The cutouts will fill 17 windows in the building, some of them very large, and at night they will be backlit and glow like the stained glass windows of a church.
Astrid, who is based in Edinburgh, said: “When I started the residency I had never been to Wigtown, so I was fascinated to interview people about what they thought about the place. They told me about how it had been through very hard times, but some feel it’s on the way back up, partly due to the book festival.”
Astrid’s work developed from a fascination with light and shadow and during the Spring Fling weekend she will be running a workshop to teach others about the highly delicate art of papercutting.
By contrast, Caroline Dalton, a native Doonhamer who now lives in Cumbria, will return to Dumfries to exhibit some of her quirky sculptures at the Gracefield Arts Centre.
The models she creates, of machinery like diggers, extend from the size of toys right up to full scale – but disconcertingly they are often pure white.
She says: “I’m originally from Dumfries, so it will be lovely to come back there for Spring Fling. I will be exhibiting a variety of work, some of it miniature models – pedestal pieces.
“A model is like a blank canvas, with a suggestion of what something could be. I’m very interested in the effects that scale have on our perceptions and a lots of my models are white – perhaps like a prototype.”

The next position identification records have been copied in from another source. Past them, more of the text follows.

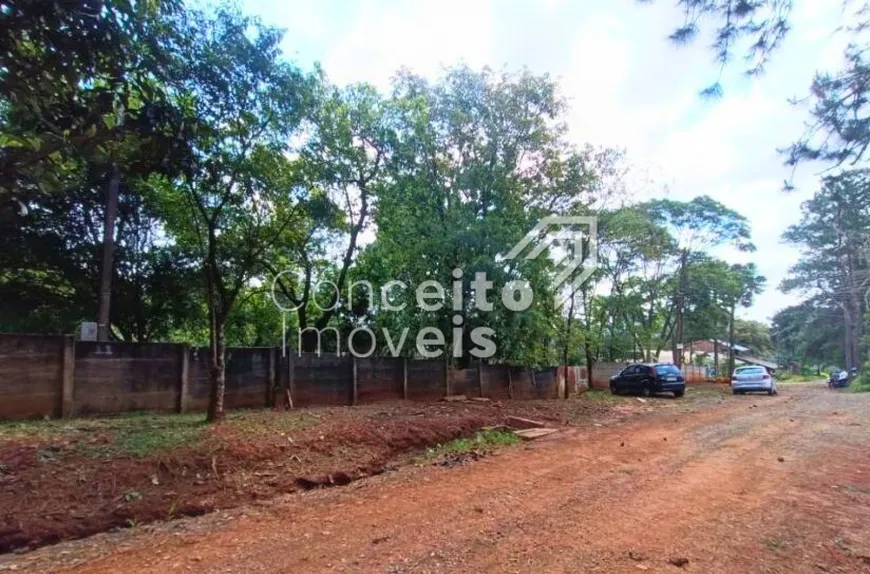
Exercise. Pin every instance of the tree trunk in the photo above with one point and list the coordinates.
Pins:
(103, 319)
(590, 364)
(731, 340)
(677, 340)
(217, 372)
(716, 354)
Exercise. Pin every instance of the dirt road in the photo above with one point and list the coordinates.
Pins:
(753, 484)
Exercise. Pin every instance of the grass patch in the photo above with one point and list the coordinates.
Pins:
(799, 378)
(142, 434)
(860, 385)
(856, 489)
(483, 440)
(602, 396)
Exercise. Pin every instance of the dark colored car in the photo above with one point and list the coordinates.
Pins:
(647, 379)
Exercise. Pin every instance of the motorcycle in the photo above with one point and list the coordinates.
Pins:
(840, 379)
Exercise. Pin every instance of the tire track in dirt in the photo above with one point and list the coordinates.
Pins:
(705, 485)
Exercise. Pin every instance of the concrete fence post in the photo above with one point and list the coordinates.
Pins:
(271, 376)
(510, 383)
(354, 382)
(184, 380)
(447, 387)
(480, 388)
(68, 376)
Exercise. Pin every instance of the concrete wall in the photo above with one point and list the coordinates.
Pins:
(31, 375)
(121, 377)
(55, 376)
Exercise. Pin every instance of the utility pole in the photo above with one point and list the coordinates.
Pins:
(108, 254)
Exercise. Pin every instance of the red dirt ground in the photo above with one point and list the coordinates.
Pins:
(53, 487)
(753, 484)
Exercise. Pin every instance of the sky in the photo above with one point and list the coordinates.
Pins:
(626, 85)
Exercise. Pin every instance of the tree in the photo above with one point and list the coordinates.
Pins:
(809, 334)
(242, 195)
(743, 284)
(835, 262)
(50, 256)
(755, 335)
(344, 159)
(697, 225)
(478, 158)
(78, 78)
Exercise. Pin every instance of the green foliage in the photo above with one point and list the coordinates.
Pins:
(482, 441)
(834, 270)
(861, 384)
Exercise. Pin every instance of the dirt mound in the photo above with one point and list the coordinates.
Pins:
(57, 490)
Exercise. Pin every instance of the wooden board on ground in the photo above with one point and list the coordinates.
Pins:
(521, 423)
(532, 434)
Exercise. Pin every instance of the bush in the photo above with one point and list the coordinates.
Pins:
(861, 384)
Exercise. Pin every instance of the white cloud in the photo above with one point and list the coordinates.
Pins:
(628, 87)
(423, 36)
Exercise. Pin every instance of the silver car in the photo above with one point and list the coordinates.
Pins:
(752, 378)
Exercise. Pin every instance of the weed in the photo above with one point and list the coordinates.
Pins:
(132, 495)
(602, 396)
(856, 489)
(483, 440)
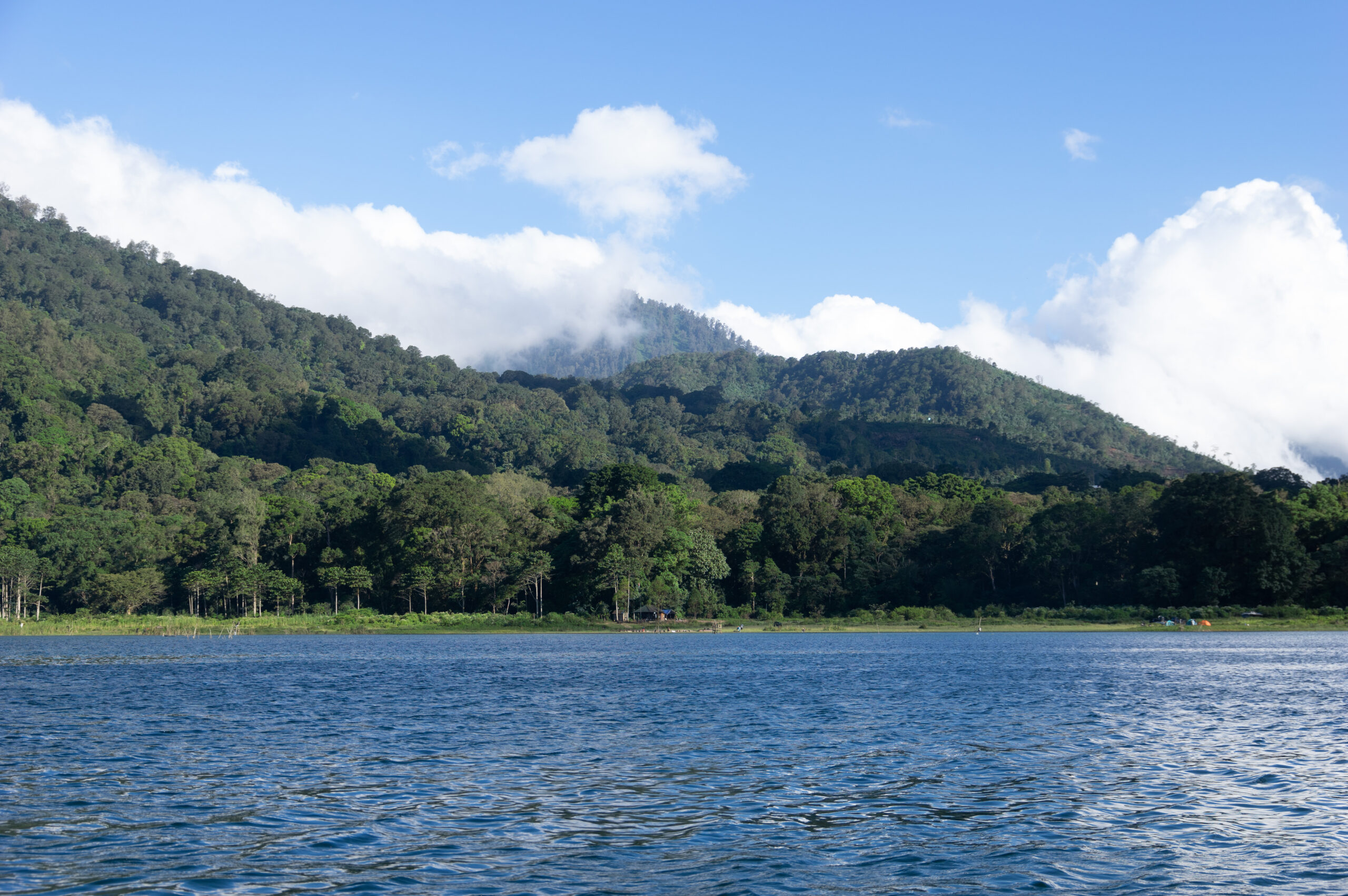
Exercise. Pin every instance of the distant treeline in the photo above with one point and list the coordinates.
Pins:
(170, 439)
(210, 535)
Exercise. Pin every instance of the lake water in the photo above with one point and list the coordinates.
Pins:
(1094, 763)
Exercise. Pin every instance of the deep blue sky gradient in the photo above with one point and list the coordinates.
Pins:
(340, 103)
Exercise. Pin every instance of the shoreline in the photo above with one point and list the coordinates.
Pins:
(185, 627)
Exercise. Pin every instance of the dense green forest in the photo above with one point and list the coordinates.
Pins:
(169, 439)
(657, 331)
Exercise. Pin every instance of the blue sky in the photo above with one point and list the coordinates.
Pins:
(339, 104)
(882, 177)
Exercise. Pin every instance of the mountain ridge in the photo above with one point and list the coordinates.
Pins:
(170, 351)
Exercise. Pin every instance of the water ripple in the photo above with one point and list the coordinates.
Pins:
(703, 764)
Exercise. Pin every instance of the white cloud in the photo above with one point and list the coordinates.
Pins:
(636, 163)
(449, 161)
(1223, 326)
(467, 295)
(1080, 145)
(839, 322)
(897, 119)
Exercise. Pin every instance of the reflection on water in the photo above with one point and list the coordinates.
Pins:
(696, 764)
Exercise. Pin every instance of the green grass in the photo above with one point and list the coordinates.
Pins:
(366, 623)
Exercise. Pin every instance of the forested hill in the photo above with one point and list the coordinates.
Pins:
(99, 339)
(660, 331)
(170, 439)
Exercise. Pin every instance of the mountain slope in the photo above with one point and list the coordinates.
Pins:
(102, 341)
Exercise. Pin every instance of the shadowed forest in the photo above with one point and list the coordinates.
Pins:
(170, 440)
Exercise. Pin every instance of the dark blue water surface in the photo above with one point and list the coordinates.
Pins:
(676, 764)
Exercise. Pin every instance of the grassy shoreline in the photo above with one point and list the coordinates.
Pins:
(476, 624)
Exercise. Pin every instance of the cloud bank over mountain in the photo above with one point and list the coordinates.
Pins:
(1219, 329)
(637, 165)
(1223, 329)
(465, 295)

Alice Francis will be showing working drawings, photos, films, costumes, props and installations of past, present and future projects at her studio at Standingstone Farm, Auchincairn.
Among them will be “The Cleaner”, who is a rather old-fashioned looking cleaning lady complete with trolley, broom and feather duster who is on a mission to make the Scottish countryside spick and span.
Alice eventually hopes her character will be able to embark on a major odyssey. She said: “What I’m hoping to do next is take my cleaning trolley on a long distance trek from Dumfries and Galloway up into the Highlands – cleaning and polishing the landscape along the way.”
If her plans work out Alice would walk the hills and trails, stopping to camp at night, and use film and photography to record the expedition and the reactions of those she meets along the way.
Leah Black, Spring Fling Director, said: “The installation and performance art at this year’s Spring Fling will add a really dramatic extra dimension to the event. What’s fascinating about each of the projects is that while they are very diverse, they all raise questions about what makes us tick as individuals and communities.”